Many staff, distressed by practices which they witnessed or experienced, lacked the confidence or know-how to challenge them. Juniors also feared that, in a culture of deference to seniors, antagonising those in authority might jeopardise their future careers. The NHS’s first formal complaints guidance in 1966 had little effect and did not shift the defensive culture of NHS leadership.13 However, NHS leaders began to acknowledge detrimental psychiatric hospital culture and practices in 1969, after inquiries into scandalously poor standards of psychiatric care.14 Those reports echoed our witnesses’ memories (JJ,36). The Ely Hospital, Cardiff, inquiry attributed bad practice to defective leadership in an inward-looking institution rather than to inherent malice.15

Some senior staff supported their distressed juniors in the event of a death by suicide (JH,28) but others did not. PN (27) recalled a recently discharged patient being found dead on Tooting Bec Common. The only acknowledgement from staff was that: ‘I was asked to take his case-notes to the medical records office to be filed away.’ Yet, for PN, ‘His death profoundly affected me.
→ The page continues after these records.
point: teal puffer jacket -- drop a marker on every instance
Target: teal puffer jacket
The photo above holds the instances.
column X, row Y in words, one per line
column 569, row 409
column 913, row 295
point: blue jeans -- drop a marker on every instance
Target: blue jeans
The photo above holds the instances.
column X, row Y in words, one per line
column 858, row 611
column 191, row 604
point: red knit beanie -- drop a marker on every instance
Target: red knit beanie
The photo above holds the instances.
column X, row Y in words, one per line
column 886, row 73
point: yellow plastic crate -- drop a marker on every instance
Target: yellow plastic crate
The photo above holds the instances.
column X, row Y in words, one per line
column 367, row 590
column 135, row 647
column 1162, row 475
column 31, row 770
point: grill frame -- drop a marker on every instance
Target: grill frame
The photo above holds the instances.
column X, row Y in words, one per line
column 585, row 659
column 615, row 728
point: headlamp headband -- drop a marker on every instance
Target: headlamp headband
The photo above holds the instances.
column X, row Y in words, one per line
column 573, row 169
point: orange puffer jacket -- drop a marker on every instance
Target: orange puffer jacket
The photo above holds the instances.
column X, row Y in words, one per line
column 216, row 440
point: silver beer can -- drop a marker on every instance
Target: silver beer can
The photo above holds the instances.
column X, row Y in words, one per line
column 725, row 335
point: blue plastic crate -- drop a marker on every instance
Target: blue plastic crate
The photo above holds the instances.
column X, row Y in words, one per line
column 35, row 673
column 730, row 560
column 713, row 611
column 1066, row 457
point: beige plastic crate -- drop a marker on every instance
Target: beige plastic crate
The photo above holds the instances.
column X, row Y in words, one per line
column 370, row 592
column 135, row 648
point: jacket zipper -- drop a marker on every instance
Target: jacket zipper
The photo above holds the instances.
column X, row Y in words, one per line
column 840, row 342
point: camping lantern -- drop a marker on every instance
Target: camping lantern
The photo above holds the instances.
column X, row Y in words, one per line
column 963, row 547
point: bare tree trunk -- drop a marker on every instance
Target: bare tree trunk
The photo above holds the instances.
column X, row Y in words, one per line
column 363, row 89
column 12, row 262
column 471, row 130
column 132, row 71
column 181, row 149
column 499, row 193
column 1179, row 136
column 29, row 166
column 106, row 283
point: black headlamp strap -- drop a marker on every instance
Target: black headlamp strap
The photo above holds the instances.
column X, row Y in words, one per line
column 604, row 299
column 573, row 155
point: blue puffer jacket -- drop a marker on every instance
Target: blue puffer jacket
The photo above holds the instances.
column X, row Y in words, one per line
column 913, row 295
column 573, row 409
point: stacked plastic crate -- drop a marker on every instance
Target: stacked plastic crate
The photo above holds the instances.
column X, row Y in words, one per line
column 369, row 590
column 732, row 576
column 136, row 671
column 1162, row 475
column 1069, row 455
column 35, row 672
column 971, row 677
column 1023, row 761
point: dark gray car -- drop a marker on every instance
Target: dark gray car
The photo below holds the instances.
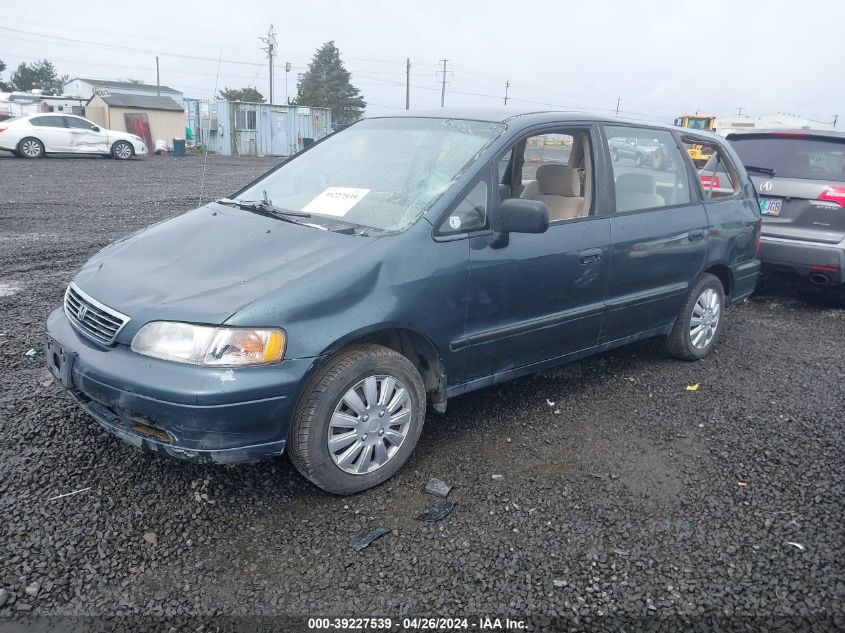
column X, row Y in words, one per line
column 800, row 179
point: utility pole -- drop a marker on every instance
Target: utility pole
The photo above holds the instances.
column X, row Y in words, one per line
column 408, row 83
column 270, row 41
column 443, row 87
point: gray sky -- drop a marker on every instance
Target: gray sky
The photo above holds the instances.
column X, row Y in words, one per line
column 661, row 57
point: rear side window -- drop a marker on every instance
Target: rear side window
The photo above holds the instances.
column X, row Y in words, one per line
column 649, row 171
column 793, row 156
column 48, row 121
column 718, row 177
column 80, row 124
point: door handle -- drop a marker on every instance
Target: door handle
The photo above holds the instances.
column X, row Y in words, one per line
column 590, row 256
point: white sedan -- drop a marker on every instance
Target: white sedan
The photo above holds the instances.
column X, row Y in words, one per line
column 34, row 135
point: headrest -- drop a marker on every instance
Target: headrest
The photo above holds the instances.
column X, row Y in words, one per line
column 558, row 180
column 639, row 183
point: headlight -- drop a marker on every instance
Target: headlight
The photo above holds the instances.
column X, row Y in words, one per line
column 209, row 345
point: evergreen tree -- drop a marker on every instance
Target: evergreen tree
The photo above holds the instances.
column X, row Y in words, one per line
column 326, row 85
column 39, row 75
column 249, row 93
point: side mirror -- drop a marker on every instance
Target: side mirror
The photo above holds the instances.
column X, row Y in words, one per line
column 516, row 215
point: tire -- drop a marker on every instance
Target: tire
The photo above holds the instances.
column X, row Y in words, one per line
column 122, row 150
column 707, row 291
column 31, row 147
column 323, row 400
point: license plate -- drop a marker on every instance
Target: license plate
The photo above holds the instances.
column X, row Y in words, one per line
column 770, row 206
column 59, row 361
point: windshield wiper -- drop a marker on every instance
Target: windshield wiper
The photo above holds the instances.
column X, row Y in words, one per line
column 263, row 207
column 766, row 171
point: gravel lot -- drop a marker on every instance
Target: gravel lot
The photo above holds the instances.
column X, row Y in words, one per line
column 599, row 493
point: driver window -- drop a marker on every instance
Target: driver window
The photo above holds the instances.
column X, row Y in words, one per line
column 470, row 214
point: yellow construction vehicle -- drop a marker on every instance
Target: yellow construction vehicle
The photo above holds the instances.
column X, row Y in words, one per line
column 697, row 122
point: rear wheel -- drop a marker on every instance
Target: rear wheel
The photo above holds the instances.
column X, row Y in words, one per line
column 358, row 419
column 122, row 150
column 31, row 148
column 699, row 322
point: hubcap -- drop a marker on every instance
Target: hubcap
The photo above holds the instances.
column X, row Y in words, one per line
column 705, row 318
column 369, row 424
column 31, row 148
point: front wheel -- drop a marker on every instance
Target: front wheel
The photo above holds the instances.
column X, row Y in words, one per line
column 31, row 148
column 122, row 150
column 699, row 322
column 358, row 419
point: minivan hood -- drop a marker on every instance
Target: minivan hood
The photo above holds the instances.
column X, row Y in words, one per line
column 205, row 265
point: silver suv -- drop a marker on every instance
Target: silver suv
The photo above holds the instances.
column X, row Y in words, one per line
column 800, row 178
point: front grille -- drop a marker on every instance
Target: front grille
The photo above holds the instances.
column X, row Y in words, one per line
column 91, row 318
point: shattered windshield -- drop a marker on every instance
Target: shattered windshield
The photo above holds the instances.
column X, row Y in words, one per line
column 378, row 173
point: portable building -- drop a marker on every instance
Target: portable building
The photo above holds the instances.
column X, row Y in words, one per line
column 239, row 128
column 160, row 117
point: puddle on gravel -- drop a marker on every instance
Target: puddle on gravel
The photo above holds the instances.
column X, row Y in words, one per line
column 9, row 288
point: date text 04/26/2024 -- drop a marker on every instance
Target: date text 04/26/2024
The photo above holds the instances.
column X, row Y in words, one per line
column 482, row 623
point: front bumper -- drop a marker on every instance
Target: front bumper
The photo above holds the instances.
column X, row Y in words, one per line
column 804, row 258
column 185, row 411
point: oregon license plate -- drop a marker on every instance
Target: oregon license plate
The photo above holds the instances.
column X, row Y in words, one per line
column 770, row 206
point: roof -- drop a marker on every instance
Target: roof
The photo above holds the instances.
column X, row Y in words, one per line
column 526, row 117
column 126, row 85
column 785, row 132
column 142, row 102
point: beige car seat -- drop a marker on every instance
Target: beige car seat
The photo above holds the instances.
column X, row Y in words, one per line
column 637, row 191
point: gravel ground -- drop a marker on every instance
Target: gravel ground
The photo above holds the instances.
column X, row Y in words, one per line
column 601, row 493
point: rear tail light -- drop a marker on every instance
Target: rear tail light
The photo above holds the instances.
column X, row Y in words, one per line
column 833, row 194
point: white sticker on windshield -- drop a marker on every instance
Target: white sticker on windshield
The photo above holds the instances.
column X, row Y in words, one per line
column 336, row 201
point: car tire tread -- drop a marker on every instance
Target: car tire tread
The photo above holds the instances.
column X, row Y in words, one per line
column 678, row 341
column 305, row 446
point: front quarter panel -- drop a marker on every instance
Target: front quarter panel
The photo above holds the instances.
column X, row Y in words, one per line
column 404, row 281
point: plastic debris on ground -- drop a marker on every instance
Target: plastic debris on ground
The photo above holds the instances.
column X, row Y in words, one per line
column 363, row 540
column 437, row 512
column 438, row 488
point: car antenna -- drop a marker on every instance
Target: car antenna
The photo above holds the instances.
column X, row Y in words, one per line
column 208, row 129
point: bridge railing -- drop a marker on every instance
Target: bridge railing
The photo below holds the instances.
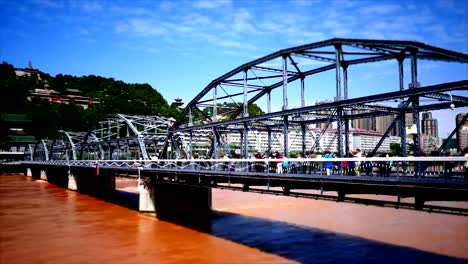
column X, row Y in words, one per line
column 453, row 167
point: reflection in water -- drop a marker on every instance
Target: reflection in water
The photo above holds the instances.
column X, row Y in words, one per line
column 41, row 223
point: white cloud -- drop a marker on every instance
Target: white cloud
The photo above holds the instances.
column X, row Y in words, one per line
column 91, row 6
column 48, row 3
column 143, row 27
column 211, row 4
column 381, row 9
column 241, row 22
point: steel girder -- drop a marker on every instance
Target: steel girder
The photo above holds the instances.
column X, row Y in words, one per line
column 121, row 136
column 261, row 76
column 257, row 79
column 64, row 147
column 41, row 150
column 311, row 110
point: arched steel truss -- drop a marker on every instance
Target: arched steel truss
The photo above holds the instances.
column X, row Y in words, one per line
column 125, row 137
column 229, row 96
column 65, row 146
column 41, row 150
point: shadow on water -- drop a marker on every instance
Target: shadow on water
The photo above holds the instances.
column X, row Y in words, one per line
column 299, row 243
column 126, row 199
column 311, row 245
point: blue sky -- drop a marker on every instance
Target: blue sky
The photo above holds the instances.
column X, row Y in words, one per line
column 178, row 47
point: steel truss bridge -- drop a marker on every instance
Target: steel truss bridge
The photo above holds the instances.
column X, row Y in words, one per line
column 123, row 142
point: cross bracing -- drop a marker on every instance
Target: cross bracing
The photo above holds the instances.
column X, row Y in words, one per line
column 228, row 97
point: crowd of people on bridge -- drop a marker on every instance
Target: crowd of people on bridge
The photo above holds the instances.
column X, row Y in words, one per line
column 280, row 164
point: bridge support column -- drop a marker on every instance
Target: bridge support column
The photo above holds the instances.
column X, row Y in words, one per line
column 146, row 199
column 28, row 172
column 57, row 175
column 36, row 172
column 71, row 181
column 43, row 175
column 88, row 181
column 182, row 202
column 177, row 202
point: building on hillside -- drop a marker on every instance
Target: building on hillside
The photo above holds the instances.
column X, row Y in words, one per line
column 69, row 96
column 462, row 132
column 15, row 138
column 429, row 125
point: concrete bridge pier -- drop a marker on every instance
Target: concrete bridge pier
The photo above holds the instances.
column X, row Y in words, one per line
column 57, row 175
column 177, row 202
column 89, row 180
column 35, row 172
column 28, row 172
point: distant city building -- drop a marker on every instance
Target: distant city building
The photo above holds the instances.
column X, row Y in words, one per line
column 375, row 123
column 323, row 113
column 363, row 139
column 430, row 143
column 429, row 125
column 178, row 102
column 462, row 132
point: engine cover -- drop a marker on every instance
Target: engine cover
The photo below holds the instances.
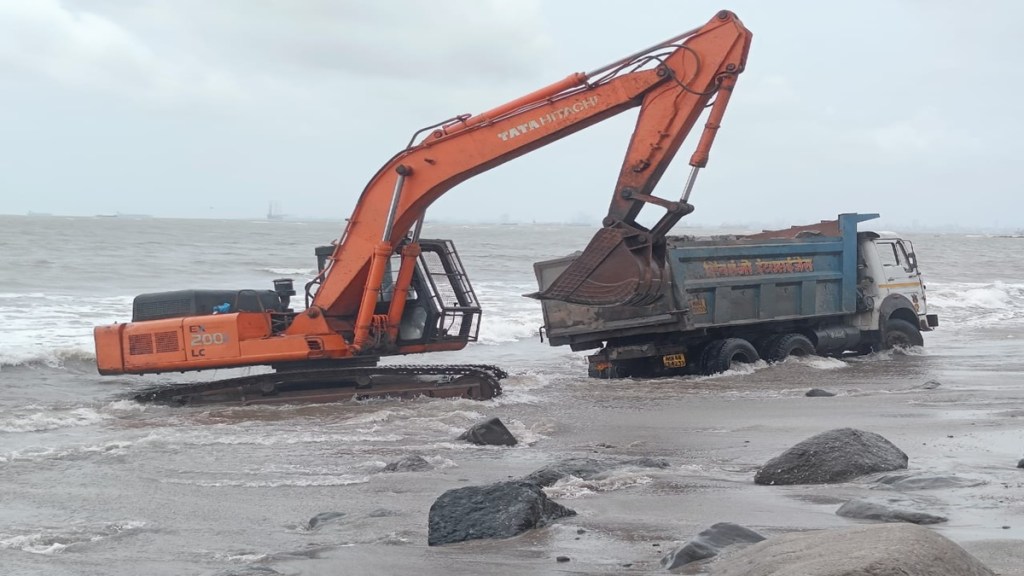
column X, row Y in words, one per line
column 178, row 303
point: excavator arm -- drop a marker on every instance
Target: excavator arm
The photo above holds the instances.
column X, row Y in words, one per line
column 672, row 83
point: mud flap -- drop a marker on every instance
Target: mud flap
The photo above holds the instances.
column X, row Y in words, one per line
column 616, row 269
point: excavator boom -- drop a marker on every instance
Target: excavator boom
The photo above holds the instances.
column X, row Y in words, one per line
column 383, row 290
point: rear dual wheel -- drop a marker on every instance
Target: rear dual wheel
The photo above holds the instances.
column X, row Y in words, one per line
column 900, row 333
column 719, row 356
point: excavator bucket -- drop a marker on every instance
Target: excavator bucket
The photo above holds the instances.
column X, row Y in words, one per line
column 617, row 268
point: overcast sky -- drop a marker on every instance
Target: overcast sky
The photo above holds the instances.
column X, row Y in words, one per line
column 215, row 109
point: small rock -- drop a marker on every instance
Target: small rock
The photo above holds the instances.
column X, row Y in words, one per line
column 870, row 510
column 382, row 512
column 410, row 463
column 905, row 482
column 489, row 433
column 818, row 393
column 587, row 468
column 498, row 510
column 322, row 519
column 877, row 548
column 836, row 455
column 710, row 543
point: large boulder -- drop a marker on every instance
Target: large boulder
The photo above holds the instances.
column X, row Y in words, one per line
column 587, row 468
column 836, row 455
column 864, row 509
column 878, row 549
column 498, row 510
column 710, row 543
column 491, row 433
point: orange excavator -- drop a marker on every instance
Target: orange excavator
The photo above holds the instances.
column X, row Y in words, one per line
column 383, row 290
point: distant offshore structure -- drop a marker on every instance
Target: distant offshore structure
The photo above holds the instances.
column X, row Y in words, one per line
column 273, row 212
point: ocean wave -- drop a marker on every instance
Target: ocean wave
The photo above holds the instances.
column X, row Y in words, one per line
column 977, row 303
column 290, row 271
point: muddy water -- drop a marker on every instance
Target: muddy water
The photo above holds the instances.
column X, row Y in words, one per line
column 93, row 484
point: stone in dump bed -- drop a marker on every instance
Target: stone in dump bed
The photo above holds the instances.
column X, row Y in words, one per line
column 587, row 468
column 498, row 510
column 864, row 509
column 709, row 543
column 837, row 455
column 491, row 433
column 877, row 549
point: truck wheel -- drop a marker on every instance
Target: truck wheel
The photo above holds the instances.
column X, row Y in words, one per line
column 764, row 344
column 790, row 344
column 900, row 333
column 720, row 358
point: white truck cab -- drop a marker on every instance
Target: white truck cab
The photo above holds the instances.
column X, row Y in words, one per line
column 891, row 290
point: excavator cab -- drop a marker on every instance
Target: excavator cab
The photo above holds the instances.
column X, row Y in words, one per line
column 440, row 307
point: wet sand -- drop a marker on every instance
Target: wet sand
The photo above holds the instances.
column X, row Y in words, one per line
column 716, row 433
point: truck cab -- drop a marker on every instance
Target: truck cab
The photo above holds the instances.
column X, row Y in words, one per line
column 890, row 287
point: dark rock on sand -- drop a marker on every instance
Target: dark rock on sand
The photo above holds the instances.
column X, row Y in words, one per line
column 324, row 518
column 709, row 543
column 587, row 468
column 880, row 549
column 498, row 510
column 382, row 512
column 248, row 571
column 871, row 510
column 411, row 463
column 491, row 433
column 926, row 482
column 837, row 455
column 818, row 393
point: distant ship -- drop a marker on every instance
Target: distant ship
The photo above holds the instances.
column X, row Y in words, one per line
column 123, row 215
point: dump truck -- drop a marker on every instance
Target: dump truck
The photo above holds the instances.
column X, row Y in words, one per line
column 820, row 289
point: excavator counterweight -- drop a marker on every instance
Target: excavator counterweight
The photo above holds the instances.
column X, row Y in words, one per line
column 382, row 290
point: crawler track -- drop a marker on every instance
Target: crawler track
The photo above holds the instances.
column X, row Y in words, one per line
column 334, row 384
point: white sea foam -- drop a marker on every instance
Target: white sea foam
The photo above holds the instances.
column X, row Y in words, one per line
column 54, row 540
column 972, row 304
column 38, row 420
column 51, row 329
column 301, row 482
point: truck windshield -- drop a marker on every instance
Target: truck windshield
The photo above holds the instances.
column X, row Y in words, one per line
column 893, row 254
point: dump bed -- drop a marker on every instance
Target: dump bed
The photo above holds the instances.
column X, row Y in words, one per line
column 797, row 273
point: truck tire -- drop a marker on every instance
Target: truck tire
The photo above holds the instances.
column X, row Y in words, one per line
column 719, row 356
column 790, row 344
column 900, row 333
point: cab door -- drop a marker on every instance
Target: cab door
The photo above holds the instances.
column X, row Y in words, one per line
column 900, row 274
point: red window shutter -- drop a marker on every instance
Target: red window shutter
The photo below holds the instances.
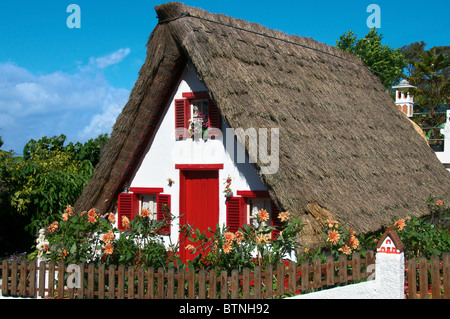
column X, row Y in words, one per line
column 235, row 213
column 276, row 222
column 182, row 117
column 128, row 205
column 214, row 116
column 163, row 211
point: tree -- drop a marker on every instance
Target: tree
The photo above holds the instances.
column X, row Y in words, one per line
column 412, row 52
column 35, row 188
column 432, row 80
column 385, row 62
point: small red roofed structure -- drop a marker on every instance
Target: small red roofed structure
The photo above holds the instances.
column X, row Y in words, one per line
column 390, row 242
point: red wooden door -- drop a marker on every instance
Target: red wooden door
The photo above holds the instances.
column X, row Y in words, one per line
column 199, row 203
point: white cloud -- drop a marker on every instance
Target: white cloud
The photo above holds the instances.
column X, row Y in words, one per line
column 81, row 105
column 113, row 58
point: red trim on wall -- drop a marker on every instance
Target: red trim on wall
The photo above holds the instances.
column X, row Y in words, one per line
column 196, row 95
column 259, row 194
column 146, row 190
column 198, row 167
There was no funeral, but I grieved for him.’ Speaking about it fifty years later: ‘I found myself back on that ward again. There was no emotional support, the term was never mentioned … the way it was coped with was merely to ignore it’ (PN,28). DB (40) also remembered a patient she had treated:

a seventeen-year-old epileptic girl … she asked … to go out into the grounds and she’d been very stable and I didn’t see any reason why I shouldn’t give her permission and I did. But there was a railway that ran on the north border of Napsbury Hospital … And she was found dead on that railway track … nobody was sure whether she’d deliberately gone and killed herself or whether she’d had an epileptic fit … it was never really sorted out … And I always wondered if I should have given her permission to go out … I’ve remembered it for … sixty years.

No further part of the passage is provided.